Dynamische IP-Adressen

sind genauso schützenswert wie Name und Anschrift eines Websitebesuchers

IP-Adressen

IP Adressen (z.B. 192.168.178.125) dienen in erster Linie der Funktionsfähigkeit des Internets. Es gibt statische IP-Adressen, die bei der Konfiguration von Rechnern einmal vergeben werden und sich nicht ändern.
Und es gibt dynamische IP-Adressen, die immer wieder neu vergeben werden und daher nicht einem bestimmten Gerät zugeordnet werden können. 

Warum beschäftigen diese Nummern schon seit 2007 die deutschen Gerichte und zuletzt den Europäischen Gerichtshof? 

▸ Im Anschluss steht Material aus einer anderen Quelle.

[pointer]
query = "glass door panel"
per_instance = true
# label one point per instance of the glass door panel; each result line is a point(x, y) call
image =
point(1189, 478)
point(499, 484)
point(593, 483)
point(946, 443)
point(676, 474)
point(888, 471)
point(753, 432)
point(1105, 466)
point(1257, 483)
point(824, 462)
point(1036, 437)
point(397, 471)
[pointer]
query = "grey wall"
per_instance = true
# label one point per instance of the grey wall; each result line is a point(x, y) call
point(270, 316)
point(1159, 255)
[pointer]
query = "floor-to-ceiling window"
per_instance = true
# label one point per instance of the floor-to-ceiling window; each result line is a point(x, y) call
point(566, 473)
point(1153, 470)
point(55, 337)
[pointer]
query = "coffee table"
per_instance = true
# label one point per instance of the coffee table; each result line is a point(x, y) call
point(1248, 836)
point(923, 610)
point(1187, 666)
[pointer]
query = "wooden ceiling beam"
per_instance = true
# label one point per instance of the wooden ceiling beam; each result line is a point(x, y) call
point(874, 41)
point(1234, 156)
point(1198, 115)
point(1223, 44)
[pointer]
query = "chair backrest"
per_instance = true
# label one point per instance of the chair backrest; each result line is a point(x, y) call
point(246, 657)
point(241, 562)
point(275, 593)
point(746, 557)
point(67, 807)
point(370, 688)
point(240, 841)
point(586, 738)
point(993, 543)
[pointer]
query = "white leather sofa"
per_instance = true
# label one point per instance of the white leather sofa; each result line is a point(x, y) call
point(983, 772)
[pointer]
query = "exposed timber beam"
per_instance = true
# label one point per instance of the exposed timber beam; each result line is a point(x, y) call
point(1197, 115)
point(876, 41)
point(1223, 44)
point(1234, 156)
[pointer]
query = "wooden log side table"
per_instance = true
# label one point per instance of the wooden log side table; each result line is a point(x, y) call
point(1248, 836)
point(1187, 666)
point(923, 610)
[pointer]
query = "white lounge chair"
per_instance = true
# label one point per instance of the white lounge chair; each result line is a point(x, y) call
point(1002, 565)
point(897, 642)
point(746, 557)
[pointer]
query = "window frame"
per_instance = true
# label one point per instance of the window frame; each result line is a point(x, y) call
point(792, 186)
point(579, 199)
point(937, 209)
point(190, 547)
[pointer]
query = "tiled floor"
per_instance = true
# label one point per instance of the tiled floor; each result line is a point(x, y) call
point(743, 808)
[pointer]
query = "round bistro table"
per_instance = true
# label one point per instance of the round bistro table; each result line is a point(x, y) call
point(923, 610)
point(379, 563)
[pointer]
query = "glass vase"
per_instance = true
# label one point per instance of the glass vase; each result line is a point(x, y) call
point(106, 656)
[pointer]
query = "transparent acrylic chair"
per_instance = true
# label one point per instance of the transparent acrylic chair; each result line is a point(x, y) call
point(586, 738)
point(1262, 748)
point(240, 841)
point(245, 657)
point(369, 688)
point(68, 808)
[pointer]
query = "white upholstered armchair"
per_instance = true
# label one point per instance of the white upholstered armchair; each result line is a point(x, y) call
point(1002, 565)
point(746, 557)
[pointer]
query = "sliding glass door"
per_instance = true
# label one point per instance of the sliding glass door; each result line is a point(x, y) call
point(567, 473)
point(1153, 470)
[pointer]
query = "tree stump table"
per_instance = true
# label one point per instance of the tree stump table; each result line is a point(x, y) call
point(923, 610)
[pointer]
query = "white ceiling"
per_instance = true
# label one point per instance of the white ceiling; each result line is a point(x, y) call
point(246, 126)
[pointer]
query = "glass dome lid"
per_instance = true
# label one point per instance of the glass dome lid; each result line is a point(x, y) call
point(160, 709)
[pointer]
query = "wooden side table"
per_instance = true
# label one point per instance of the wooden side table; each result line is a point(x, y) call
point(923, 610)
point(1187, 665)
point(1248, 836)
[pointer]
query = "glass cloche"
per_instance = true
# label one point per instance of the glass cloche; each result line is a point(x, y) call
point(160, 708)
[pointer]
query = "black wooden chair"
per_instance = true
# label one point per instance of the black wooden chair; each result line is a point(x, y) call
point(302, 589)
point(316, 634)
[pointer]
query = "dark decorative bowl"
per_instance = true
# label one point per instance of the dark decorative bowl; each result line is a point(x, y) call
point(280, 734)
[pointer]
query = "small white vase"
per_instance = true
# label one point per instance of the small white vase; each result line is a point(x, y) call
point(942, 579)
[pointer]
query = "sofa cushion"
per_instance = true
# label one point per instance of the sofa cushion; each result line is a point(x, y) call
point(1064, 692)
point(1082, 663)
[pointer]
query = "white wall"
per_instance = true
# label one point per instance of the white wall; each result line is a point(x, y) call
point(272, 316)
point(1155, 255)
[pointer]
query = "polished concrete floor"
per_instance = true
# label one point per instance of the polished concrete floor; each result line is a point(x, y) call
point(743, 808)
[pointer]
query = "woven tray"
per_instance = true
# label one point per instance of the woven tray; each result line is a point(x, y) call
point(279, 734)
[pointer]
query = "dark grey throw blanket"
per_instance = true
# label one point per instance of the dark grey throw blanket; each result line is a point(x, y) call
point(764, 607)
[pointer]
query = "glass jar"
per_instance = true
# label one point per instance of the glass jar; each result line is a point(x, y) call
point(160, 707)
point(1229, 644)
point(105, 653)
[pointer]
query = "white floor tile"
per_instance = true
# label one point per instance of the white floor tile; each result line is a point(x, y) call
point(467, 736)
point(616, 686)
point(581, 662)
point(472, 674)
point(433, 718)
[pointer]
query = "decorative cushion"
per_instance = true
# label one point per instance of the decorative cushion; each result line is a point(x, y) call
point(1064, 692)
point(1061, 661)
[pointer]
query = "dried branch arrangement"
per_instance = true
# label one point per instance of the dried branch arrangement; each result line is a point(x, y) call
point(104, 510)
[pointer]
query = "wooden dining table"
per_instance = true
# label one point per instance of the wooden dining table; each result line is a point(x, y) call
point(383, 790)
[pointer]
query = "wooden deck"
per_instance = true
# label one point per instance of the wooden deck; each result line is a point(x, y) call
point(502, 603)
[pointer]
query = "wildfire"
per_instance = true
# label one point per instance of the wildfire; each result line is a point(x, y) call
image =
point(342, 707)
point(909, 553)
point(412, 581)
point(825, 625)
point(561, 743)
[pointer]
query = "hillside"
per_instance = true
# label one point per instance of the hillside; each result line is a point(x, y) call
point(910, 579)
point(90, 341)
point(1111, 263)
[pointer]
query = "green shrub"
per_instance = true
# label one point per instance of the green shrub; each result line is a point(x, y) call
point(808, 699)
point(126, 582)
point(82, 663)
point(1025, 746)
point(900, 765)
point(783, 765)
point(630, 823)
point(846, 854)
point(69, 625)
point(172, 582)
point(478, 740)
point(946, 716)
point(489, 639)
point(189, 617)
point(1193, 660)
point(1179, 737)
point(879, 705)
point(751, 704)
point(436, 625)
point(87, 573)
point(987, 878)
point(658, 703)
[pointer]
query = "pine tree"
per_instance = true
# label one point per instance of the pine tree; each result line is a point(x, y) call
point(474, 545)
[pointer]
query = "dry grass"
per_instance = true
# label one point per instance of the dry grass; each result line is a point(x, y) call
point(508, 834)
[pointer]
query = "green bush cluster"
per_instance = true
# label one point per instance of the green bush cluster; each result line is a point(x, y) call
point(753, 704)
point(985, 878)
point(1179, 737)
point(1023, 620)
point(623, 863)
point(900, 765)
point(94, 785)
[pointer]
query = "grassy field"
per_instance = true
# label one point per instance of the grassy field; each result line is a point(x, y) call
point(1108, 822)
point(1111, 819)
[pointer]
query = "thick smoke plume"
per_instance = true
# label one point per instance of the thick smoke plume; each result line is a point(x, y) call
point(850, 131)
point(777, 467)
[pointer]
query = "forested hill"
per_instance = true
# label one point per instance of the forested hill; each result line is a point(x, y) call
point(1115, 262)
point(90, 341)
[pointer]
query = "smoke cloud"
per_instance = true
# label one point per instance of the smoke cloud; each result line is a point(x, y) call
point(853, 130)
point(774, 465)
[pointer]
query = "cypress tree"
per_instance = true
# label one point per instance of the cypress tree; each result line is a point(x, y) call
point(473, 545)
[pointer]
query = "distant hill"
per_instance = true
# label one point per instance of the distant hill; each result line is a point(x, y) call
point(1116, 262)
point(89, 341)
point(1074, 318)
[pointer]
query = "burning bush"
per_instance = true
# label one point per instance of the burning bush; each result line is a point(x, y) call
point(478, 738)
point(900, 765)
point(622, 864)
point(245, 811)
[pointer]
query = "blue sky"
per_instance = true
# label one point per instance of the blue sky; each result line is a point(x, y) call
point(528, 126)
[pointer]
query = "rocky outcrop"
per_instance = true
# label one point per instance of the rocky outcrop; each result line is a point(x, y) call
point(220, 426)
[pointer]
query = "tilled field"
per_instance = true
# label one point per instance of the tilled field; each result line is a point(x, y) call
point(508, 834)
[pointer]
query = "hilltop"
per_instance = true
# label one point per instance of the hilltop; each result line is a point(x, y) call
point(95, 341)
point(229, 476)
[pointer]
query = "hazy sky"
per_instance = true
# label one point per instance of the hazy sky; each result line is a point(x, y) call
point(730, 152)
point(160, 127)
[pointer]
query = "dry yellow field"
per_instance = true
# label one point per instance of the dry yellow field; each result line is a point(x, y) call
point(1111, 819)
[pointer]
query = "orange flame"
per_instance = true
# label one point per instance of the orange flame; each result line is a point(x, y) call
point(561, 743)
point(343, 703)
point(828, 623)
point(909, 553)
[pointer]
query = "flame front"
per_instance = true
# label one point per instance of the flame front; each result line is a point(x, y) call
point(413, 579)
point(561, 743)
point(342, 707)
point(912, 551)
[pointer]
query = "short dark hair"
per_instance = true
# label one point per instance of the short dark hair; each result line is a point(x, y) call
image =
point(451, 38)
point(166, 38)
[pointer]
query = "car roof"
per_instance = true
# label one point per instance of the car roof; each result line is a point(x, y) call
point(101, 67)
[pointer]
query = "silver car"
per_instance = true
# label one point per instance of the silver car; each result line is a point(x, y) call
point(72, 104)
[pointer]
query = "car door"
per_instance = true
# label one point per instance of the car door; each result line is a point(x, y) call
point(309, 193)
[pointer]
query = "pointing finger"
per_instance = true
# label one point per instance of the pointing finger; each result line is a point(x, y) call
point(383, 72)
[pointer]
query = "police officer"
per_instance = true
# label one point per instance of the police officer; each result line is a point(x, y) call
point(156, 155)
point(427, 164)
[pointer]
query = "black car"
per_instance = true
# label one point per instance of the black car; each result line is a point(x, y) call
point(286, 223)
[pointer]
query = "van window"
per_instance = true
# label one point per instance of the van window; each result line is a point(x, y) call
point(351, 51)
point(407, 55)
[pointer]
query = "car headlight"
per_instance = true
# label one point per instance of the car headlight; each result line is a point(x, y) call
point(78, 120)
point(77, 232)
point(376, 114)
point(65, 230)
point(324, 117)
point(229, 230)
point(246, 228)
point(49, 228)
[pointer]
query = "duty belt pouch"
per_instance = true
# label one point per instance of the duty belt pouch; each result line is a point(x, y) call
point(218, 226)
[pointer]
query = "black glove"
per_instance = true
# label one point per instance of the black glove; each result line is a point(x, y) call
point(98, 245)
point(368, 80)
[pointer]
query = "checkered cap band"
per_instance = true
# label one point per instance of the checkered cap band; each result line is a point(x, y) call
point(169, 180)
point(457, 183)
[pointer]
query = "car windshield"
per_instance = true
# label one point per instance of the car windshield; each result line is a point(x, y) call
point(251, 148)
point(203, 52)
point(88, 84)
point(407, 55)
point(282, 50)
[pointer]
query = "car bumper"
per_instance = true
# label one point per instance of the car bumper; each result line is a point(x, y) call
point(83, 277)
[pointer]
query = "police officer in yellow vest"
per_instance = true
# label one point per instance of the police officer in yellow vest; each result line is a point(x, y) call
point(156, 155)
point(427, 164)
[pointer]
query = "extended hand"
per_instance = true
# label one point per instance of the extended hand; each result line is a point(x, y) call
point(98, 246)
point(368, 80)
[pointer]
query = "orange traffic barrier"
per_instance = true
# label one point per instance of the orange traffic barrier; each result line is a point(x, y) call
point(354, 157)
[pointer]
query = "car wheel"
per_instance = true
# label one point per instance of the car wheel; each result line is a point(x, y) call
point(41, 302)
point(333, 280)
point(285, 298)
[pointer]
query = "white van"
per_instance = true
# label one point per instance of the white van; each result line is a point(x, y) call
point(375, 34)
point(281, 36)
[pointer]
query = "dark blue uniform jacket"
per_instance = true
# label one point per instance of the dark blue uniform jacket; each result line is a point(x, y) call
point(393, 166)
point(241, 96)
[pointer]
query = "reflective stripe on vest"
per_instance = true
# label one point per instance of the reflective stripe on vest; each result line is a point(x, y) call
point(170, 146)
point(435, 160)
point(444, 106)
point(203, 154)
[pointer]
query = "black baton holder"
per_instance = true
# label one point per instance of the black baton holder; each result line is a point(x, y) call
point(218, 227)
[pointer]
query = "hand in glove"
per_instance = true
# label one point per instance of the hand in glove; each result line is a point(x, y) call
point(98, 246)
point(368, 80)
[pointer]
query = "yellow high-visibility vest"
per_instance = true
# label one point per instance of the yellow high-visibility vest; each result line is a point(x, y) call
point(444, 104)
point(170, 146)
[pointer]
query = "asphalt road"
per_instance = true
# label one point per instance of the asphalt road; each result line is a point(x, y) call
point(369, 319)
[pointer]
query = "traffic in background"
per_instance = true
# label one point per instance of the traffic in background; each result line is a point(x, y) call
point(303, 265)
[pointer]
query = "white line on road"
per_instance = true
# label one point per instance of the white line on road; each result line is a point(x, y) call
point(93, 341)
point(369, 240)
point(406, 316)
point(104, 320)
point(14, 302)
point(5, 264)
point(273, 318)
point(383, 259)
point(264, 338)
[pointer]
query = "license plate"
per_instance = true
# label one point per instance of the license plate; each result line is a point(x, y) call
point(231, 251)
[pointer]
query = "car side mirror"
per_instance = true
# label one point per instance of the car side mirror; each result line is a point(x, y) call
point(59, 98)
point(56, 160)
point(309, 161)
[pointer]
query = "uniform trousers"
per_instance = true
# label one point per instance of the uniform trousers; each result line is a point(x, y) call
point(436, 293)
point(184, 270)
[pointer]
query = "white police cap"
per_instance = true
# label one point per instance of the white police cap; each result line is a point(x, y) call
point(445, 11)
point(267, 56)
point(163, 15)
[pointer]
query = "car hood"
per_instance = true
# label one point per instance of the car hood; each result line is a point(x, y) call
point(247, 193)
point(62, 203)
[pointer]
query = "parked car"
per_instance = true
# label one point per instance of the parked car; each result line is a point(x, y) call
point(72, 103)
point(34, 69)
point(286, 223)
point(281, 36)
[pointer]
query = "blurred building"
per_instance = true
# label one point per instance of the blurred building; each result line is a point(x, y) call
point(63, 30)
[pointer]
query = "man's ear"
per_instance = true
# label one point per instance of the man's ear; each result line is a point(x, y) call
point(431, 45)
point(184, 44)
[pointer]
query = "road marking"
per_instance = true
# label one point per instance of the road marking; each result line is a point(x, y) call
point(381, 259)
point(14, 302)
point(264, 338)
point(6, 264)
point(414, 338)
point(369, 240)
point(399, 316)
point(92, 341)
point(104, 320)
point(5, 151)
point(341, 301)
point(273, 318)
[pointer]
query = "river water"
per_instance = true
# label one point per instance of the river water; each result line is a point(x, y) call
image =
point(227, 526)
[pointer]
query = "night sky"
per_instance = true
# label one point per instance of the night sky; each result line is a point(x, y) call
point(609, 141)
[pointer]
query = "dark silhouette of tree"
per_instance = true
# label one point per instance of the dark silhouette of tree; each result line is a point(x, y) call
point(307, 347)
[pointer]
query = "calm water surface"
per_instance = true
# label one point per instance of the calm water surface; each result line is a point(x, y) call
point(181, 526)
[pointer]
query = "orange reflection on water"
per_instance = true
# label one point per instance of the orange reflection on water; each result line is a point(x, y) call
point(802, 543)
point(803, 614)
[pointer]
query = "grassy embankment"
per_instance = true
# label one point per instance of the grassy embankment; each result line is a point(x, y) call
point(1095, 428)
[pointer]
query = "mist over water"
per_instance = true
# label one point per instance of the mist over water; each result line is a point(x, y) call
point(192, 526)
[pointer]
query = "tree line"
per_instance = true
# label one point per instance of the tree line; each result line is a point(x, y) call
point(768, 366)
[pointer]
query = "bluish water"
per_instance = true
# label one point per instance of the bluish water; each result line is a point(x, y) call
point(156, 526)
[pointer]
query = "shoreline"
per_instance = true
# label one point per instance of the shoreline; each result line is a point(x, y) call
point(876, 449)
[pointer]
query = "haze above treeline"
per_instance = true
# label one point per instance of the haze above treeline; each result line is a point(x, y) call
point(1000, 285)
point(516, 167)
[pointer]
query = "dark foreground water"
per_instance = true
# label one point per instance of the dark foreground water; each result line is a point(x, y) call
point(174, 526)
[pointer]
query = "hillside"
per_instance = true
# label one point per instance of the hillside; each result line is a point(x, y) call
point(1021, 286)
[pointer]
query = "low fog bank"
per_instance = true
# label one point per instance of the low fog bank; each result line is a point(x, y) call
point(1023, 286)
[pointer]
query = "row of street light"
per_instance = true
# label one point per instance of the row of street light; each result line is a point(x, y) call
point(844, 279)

Es geht um die datenschutzrechtliche bedeutsame Frage, ob es sich bei der IP-Adresse (insbesondere bei der dynamischen IP-Adresse) um ein personenbezogenes Datum handelt.

Sollte also im Zuge eines Websitebesuchs auch die IP-Adresse gespeichert werden, könnte der Websitebetreiber nicht ohne weiteres einen Personen- bzw. Gerätebezug herstellen. Er müsste sich an den Internet Provider wenden, um den Anschlussinhaber zu ermitteln. Mit dieser Information ist im Regelfall auch die Zuordnung eines Websitebesuchs zu einer bestimmten Person (z.B. einem Familienangehörigen des Anschlussinhabers) möglich.

Der EuGH hat entschieden, dass dieser „Umweg“ über einen Internet Provider ausreicht, um auch die dynamische IP-Adresse als personenbezogenes Datum einzuordnen. Damit ist die IP-Adresse genauso schützenswert wie der Name und die Wohnanschrift des Websitebesuchers. Es kommt also nicht darauf an, dass der Websitebetreiber selbst anhand der Nummer im Regelfall keine Identifizierung vornehmen kann. Zumindest in Deutschland besteht für einen Websitebetreiber die rechtliche Möglichkeit, sich für die Informations-beschaffung an die zuständigen Behörden zu wenden und im Anschluss eine Strafverfolgung einzuleiten.